UPDATE: The trade has been agreed upon in principle.
Once again, we see an owner parading the status of trades to the media. And once again, we never should have believed him.
SJ hit it on the head. This is nuts. Gasol; great. Shaq; pretty iffy, but fits the bill if the Suns are worried about size. Now Kidd to Dallas; I hope you know what you are doing Marky Mark.
The trade has Devin Harris, Jerry Stackhouse and DeSagana Diop, with other pieces (Ager, 1st rounders) thrown in for Kidd and Malik Allen. You have to admit its kind of funny that while the other two teams are adding bulk, the Suns sacrificing speed to do so, the Mavs are trading away one of their two best shotblockers for a point guard — albeit one who rebounds incredibly well.

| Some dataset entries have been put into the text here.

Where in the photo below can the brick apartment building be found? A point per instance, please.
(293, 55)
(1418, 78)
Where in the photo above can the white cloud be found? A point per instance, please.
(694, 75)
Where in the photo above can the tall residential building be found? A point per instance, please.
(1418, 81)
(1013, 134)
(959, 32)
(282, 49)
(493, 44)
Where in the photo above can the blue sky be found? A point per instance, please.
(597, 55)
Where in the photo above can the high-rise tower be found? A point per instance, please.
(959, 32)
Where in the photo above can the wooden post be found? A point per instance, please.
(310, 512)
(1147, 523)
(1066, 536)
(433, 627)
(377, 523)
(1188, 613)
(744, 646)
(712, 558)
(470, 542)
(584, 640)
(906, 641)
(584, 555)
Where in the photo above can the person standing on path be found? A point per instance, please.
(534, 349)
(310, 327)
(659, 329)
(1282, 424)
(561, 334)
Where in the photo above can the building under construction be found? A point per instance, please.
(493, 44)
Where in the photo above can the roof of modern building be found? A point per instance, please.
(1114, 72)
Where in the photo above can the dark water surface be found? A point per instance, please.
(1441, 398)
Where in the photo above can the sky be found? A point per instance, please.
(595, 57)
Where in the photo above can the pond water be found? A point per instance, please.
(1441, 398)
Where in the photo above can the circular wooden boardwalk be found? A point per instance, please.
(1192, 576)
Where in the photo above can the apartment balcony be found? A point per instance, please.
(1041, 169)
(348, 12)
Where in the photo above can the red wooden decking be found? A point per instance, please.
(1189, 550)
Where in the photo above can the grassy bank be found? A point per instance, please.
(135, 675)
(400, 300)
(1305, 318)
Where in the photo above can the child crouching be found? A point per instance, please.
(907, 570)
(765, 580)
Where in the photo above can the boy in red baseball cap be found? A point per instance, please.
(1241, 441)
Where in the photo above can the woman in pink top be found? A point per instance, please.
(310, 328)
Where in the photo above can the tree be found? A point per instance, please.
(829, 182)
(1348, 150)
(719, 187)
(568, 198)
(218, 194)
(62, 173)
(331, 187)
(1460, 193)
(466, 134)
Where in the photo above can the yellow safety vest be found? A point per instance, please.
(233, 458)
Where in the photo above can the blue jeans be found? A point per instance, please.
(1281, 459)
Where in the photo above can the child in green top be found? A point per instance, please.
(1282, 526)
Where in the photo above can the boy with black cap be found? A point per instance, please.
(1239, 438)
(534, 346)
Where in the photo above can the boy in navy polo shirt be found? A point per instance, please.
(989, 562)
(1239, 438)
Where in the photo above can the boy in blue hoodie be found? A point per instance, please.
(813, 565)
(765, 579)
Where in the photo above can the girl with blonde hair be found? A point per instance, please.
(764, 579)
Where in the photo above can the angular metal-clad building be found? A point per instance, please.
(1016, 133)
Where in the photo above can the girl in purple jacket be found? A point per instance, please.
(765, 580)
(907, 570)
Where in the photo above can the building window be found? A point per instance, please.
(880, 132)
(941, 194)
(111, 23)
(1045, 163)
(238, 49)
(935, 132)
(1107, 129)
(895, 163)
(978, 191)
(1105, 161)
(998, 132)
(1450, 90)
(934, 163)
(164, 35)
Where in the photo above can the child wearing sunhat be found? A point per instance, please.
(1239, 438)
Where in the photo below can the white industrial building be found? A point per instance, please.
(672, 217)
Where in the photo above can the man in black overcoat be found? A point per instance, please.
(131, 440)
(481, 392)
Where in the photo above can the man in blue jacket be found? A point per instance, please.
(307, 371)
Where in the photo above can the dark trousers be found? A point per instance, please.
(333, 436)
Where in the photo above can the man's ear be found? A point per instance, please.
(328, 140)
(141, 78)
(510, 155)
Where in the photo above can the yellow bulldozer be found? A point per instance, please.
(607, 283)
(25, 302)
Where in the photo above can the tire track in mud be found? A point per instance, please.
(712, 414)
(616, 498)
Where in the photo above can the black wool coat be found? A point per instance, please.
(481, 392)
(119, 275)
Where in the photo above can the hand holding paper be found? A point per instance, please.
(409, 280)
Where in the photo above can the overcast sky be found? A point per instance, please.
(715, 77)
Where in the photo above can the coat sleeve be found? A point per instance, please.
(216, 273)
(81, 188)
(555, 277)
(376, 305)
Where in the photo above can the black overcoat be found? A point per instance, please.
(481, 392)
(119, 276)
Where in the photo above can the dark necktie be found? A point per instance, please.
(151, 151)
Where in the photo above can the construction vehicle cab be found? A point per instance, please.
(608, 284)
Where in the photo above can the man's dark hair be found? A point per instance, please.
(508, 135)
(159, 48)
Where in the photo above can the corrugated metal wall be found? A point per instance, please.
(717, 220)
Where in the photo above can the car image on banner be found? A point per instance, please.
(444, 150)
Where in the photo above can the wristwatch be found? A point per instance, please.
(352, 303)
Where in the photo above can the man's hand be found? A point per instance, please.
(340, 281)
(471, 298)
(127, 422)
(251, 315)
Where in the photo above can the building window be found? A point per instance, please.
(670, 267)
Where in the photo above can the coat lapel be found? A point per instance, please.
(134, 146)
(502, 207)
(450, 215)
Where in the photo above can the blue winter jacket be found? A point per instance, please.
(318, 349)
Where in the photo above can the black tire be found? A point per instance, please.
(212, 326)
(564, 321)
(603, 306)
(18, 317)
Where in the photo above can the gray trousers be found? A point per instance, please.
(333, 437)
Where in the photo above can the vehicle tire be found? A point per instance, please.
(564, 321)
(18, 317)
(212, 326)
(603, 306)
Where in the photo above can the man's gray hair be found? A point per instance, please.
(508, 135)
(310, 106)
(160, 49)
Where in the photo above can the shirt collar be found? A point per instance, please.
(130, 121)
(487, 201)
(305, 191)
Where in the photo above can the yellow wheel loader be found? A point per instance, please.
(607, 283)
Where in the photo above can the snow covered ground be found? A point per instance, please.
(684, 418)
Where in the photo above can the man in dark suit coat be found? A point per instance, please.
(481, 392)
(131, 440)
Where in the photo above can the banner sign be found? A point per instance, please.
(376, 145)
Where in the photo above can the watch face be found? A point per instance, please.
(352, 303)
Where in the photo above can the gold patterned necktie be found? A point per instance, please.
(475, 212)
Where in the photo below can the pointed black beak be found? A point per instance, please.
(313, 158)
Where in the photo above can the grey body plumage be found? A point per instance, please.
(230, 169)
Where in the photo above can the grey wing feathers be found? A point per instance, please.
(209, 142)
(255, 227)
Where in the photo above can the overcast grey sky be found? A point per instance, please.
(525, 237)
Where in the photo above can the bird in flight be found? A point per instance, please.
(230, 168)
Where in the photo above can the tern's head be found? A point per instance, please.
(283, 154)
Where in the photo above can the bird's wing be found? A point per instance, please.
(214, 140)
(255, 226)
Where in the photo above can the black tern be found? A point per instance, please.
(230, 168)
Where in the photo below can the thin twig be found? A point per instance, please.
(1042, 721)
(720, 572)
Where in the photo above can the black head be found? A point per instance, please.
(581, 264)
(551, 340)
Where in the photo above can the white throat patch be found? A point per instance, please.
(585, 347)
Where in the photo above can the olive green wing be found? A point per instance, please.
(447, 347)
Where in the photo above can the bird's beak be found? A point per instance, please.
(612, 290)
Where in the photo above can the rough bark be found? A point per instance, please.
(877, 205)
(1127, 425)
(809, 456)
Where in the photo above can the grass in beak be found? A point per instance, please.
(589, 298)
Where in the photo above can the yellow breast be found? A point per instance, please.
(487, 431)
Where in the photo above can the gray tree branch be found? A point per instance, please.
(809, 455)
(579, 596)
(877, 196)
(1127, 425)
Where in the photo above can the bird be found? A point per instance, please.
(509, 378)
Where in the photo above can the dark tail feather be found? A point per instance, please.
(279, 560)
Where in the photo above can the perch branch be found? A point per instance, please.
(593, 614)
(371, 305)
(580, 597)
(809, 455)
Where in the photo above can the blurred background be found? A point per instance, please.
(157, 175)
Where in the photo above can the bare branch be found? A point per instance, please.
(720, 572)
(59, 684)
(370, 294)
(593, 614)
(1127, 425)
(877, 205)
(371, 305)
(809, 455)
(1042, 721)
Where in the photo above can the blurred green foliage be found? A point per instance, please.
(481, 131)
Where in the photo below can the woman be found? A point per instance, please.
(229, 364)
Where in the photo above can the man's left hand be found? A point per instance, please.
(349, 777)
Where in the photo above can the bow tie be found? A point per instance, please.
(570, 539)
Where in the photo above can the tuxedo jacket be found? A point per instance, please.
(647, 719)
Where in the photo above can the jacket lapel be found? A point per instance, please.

The Mavs lose bench scoring in Stackhouse, and you assume that role is now Jason Terry’s for keeps. He is going to have to be a big part of a Dallas playoff run on the offensive end. They lose Diop, part of the Dampier/Diop duo of one-of-them-should-play-well-tonight center rotation, which means they will probably play “small” with Dirk at the five at times and Brandon Bass at the four. Defensively, they better hope Dampier is on his game and they get something out of Malik Allen, because the Mavs would be getting weaker in the one area everyone else got stronger.
And of course they lose Harris, the “point guard of the future.” I’ve never been sold on him as a superstar or anything, but Cuban and the staff their are apparently sold on him not breaking out huge as well. Harris shoots a full .100 percentage points better than Kidd from the field, and is much faster these days, but where they lose bulk in the middle, they gain it at the point. Its been awhile since Jason has been out West playing against the elite PG’s in the playoffs, but clearly the assumption is that since almost everyone else has a good-to-great primary ball handler, this is where Dallas needed to add an edge. Sizewise, Kidd has the advantage on nearly all the West PG’s except for the bulk of Deron Williams.
And really, we just can’t underestimate the effect of adding a great PG to a team. SJ pointed how just how big the divide between Kidd and Harris is right now.
You have to wonder how this will work with Dirk. Kidd will be able to get the ball to him in good position whenever Dirk wants to shoot that 15-footer, and the pick-and-roll could be devastating if Kidd can hit a couple jumpers (larger task than you think). Josh Howard would play well with anybody and Kidd can only make him better.
The other thing to look at is raw playoff experience. Kidd has been to the Finals twice, and given what has happened to the Mavs in recent years, they need leadership down the stretch more than anything. It should ease the burden off Dirk and make him a better, looser player by default.
From the Blazers side of things, Kevin Pritchard has got to be happy. Dallas’ window is getting bigger, but closing faster now. Unlike the Lakers, who got better for now and in the future, the Suns and Mavs just opened things up even more for that Blazers push in two years. The Mavs will still have Dirk and Josh when Kidd leaves, but will they end up in the land of mediocrity for a number of years without low lotto picks (they lose this year and 2010 first rounders in the deal as well)? Though taking a look at the salary situation, Kidd has this year and the next on the books, so the Mavs could be a couple million under the cap in ’09, but it doesn’t look like far enough ($6-7 million) to dramatically hinder the hinted-at Blazers spending spree.
Quick sidenote: what does this do to all-star teams? Does the West just get a 13-man roster? I doubt they would bump anybody off the team. Does Calderon get added to the East? Man, the East team might have some rough going without Kidd running the show.
This wasn’t a necessary move by Cuban, but he seems to think it is, and it does make the Mavs better IF they get solid production from Dampier/Bass come playoff time. New Jersey cleans up a nice bit of salary and gets a still-developing young prospect for their move to Brooklyn, so they come out looking fine in this. I’d say the recent (possible) moves look like this:
Best: Gasol
OK but not great: Kidd
Questionable: Shaq
On paper the Mavs stay on par with the top dogs, though not up there with the Lakers and what they’ve amassed. But the Mavs have been the best team on paper before, and look where that got them. There is so much talent in the West now it’s ridiculous. We can argue back and forth over who is better than the other, but the truth is really one of five different squads could emerge from the fray.
The playoffs, simply put, will be awesome.
Naturally, this is all a moot point if the trade doesn’t go through. And Kidd sure isn’t helping them guard big Oden next year.